Sorbets aux fruits du fenua
Banane,
corossol, coco, mandarine, citron, ..., sur la base suivante on peut
faire varier les goûts et les couleurs selon les mélanges...
Ingrédients :
500
ml de jus de fruits , 220 gr de sucre, 250 ml d'eau, (facultatif :
1 cuillère à café de gomme de caroube en poudre...

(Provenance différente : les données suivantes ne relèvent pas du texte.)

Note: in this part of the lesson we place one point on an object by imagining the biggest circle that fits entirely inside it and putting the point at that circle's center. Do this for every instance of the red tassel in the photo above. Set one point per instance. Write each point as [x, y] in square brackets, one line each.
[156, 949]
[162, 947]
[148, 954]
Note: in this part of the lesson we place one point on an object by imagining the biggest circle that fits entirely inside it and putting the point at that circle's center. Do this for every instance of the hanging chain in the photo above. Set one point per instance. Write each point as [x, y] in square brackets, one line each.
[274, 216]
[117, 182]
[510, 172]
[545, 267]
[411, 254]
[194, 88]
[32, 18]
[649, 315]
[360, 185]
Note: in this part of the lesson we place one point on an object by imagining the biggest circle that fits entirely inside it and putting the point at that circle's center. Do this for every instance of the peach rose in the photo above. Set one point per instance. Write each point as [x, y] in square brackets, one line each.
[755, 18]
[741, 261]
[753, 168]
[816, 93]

pour obtenir un mélange plus onctueux et stable)
Comment faire ?
Préparer un sirop en portant à ébullition deux minutes l'eau et le sucre.
Dans
une mixeur, préparer les jus. On peut même mélanger
les fruits... Pour le sorbet coco, on peut remplacer le lait de coco
fait maison par celui en boîte... Le mélange
corossol/mandarine du pays donne un bon résultat... Pour la
banane, il faut liquéfier le mélanger en incorporant 150
ml de jus d'orange ou de citron.
Ajouter le sirop refroidi et éventuellement la poudre de gomme de caroube et mixer.
Faire
prendre le mélange dans une sorbetière. Si on en a pas,
on peut faire congeler progressivement et mixer de temps à autre
avec un robot girafe mais c'est plus fastidieux...
Un
sorbet maison ne contient ni stabilisant, ni conservateur. On ne le
prépare donc pas à l'avance au pire la veille pour
conserver une structure onctueuse et homogène.